I was driving to work when the first plane hit. Like every other person, I just assumed it was an accident, a pilot in a private plane had a heart attack or something, and I hoped there weren't too many injuries/deaths. I was about five minutes from the Whitestone Bridge (connects The Bronx to Queens) when the second one hit and knew instantly it was terrorists. I almost turned around and went home because I remembered hearing rumors of a plot to blow up all the NYC bridges a few years earlier. After the first bombing of the towers in the 90s there were all sorts of rumors flying around NY. I decided I was probably being paranoid and continued to work. As I drove over the bridge I looked to my right and saw the Manhattan skyline, usually a pretty sight on a sunny day. But this time all I could see was the flames and the blackest, thickest smoke I have ever witnessed just pouring out of the towers. It never occurred to me that that would be my last vision of them. Needless to say, no work got done at my job that day, but I was glad I went. It was good to be around people even if we were all in a state of shock. The hardest part for me was wondering where my brother was. He's a firefighter in the Bronx, and I couldn't reach him or his wife because the phones weren't working. Thankfully for our family, he was on another call when the towers came down so he wasn't there. But he lost a few brothers from his firehouse and I know that haunts him to this day, as well as the horrors he witnessed as he participated in the aftermath of the clean-up.

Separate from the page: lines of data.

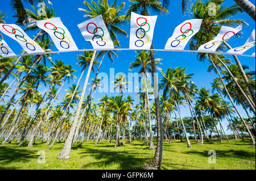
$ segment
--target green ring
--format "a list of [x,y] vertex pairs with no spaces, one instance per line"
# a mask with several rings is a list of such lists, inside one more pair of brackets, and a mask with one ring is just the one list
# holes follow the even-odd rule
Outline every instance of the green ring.
[[[188,30],[189,30],[189,29],[188,29],[188,30],[187,30],[186,31],[185,31],[184,32],[183,34],[182,34],[182,35],[184,35],[185,32],[187,32],[187,31],[188,31]],[[189,36],[191,36],[192,35],[193,35],[193,33],[194,33],[194,31],[193,31],[193,30],[191,29],[190,30],[191,30],[191,31],[192,31],[192,33],[191,34],[190,34],[189,36],[187,36],[187,35],[184,35],[185,36],[186,36],[186,37],[189,37]]]
[[[146,22],[143,23],[142,23],[142,24],[141,24],[140,28],[141,28],[141,27],[142,26],[142,25],[145,24],[145,23],[146,23]],[[147,25],[148,25],[148,31],[145,31],[145,32],[143,32],[142,30],[141,29],[141,32],[143,32],[143,33],[146,33],[146,32],[148,32],[148,31],[150,30],[150,25],[149,25],[148,23],[147,23]]]
[[[99,39],[101,39],[104,36],[104,31],[103,31],[103,29],[101,28],[101,27],[95,28],[94,30],[93,30],[93,35],[94,35],[94,36],[96,36],[96,35],[95,35],[95,32],[96,32],[96,30],[97,28],[101,29],[101,31],[102,31],[102,33],[103,33],[102,36],[101,36],[100,37],[99,37]],[[97,35],[97,36],[100,36],[100,35]]]
[[[20,32],[20,33],[22,34],[23,36],[22,37],[22,36],[21,36],[20,35],[16,35],[16,33],[14,33],[14,30],[17,30],[17,31],[19,31],[19,32]],[[21,37],[21,38],[24,39],[24,34],[23,34],[20,31],[19,31],[19,30],[18,30],[18,29],[13,29],[13,30],[11,30],[11,31],[13,32],[13,33],[14,35],[19,36],[19,37]]]
[[[61,33],[60,32],[56,31],[56,30],[57,28],[61,29],[61,30],[63,31],[63,33]],[[55,30],[54,30],[54,29],[55,29]],[[59,33],[59,34],[60,34],[60,35],[64,35],[65,34],[65,31],[63,30],[63,28],[60,28],[60,27],[56,27],[56,28],[55,28],[55,27],[53,27],[53,30],[54,30],[54,31],[56,32],[57,33]]]

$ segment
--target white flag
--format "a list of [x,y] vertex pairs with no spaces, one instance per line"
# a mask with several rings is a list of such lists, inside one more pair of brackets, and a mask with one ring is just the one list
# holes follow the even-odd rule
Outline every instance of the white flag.
[[3,57],[15,56],[15,54],[8,46],[6,42],[0,37],[0,55]]
[[158,16],[142,16],[131,12],[130,49],[149,49]]
[[236,28],[222,26],[218,35],[212,41],[201,45],[198,50],[214,52],[221,44],[228,41],[241,30],[242,24],[240,24]]
[[251,36],[247,40],[245,44],[239,47],[237,47],[228,51],[227,53],[236,53],[238,54],[242,54],[250,48],[255,46],[255,30],[253,30]]
[[59,51],[78,50],[71,35],[60,18],[36,21],[36,26],[49,34]]
[[202,20],[202,19],[193,19],[179,25],[174,30],[172,37],[168,40],[164,49],[184,49],[189,40],[199,32]]
[[77,25],[82,36],[94,49],[113,49],[114,44],[101,15]]
[[14,24],[0,24],[0,31],[16,41],[28,53],[42,53],[44,50],[27,36],[24,31]]

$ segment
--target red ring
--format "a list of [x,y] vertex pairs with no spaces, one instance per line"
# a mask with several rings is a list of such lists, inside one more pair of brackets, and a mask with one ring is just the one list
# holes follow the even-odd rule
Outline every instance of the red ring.
[[[8,27],[11,27],[11,28],[13,28],[13,30],[14,30],[14,32],[13,33],[12,32],[10,32],[10,31],[7,31],[6,29],[5,29],[5,26],[8,26]],[[15,33],[16,33],[16,30],[15,30],[15,29],[14,29],[14,28],[13,28],[13,27],[11,27],[10,26],[9,26],[9,25],[7,25],[7,24],[3,24],[2,26],[3,27],[3,29],[5,29],[5,30],[6,31],[7,31],[7,32],[9,32],[9,33],[11,33],[11,34],[15,34]]]
[[[183,28],[183,27],[184,27],[184,26],[185,26],[185,24],[190,24],[190,28],[189,28],[189,30],[188,31],[185,32],[183,32],[182,31],[182,28]],[[192,29],[192,25],[191,25],[191,23],[190,23],[189,22],[188,22],[188,23],[185,23],[184,24],[183,24],[183,25],[181,26],[181,27],[180,28],[180,32],[181,32],[181,33],[185,34],[185,33],[188,33],[188,32],[191,30],[191,29]]]
[[[89,30],[88,30],[88,26],[89,26],[89,25],[90,24],[93,24],[95,26],[95,27],[96,27],[96,29],[97,29],[96,32],[92,33],[92,32],[90,32],[89,31]],[[89,23],[87,24],[87,26],[86,26],[86,30],[87,30],[87,31],[88,31],[89,33],[91,33],[91,34],[94,34],[94,33],[97,33],[97,32],[98,31],[98,27],[97,26],[97,25],[96,25],[95,23],[91,22],[91,23]]]
[[[139,19],[144,19],[145,20],[146,20],[146,22],[145,23],[144,23],[144,24],[143,24],[143,25],[142,25],[142,24],[139,24],[139,23],[138,23],[138,20],[139,20]],[[142,18],[142,17],[140,17],[140,18],[137,18],[137,24],[139,26],[142,26],[142,27],[143,27],[143,26],[145,26],[146,24],[147,24],[147,19],[146,19],[145,18]]]
[[53,30],[53,31],[54,31],[54,29],[50,29],[50,28],[47,28],[47,27],[46,27],[46,24],[51,24],[51,25],[52,25],[52,26],[54,27],[54,28],[56,28],[56,30],[57,29],[57,27],[56,27],[54,24],[52,24],[52,23],[49,23],[49,22],[47,22],[47,23],[44,23],[44,27],[46,27],[46,28],[47,28],[47,29],[49,29],[49,30]]
[[234,36],[234,35],[236,35],[236,33],[235,33],[234,32],[233,32],[233,31],[228,31],[228,32],[227,32],[224,35],[224,36],[223,36],[223,37],[222,37],[222,40],[225,41],[225,40],[226,40],[226,39],[224,40],[224,37],[225,37],[225,36],[226,36],[226,35],[228,34],[228,33],[229,33],[229,32],[233,33],[234,35],[233,35],[233,36]]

As I am reminded of the events every year, I always hope that we, or anyone, never has to go through something like this again.

Marilyn Meredith a.k.a. F. M. Meredith said...

That was a tough time and we all need to remember it. I suspect as the years pass, there will be stupid people who try to say the government did it--oh, they are already saying it. Sometimes I can't help but wonder why everyone always wants to blame someone here. We have enough enemies elsewhere.

Lynn Cahoon said...

@Maura - sounds like you were right in the middle of the mix. Glad you were okay.

@Marilyn - so many conspiracy theories running around - but I guess that's what authors live on.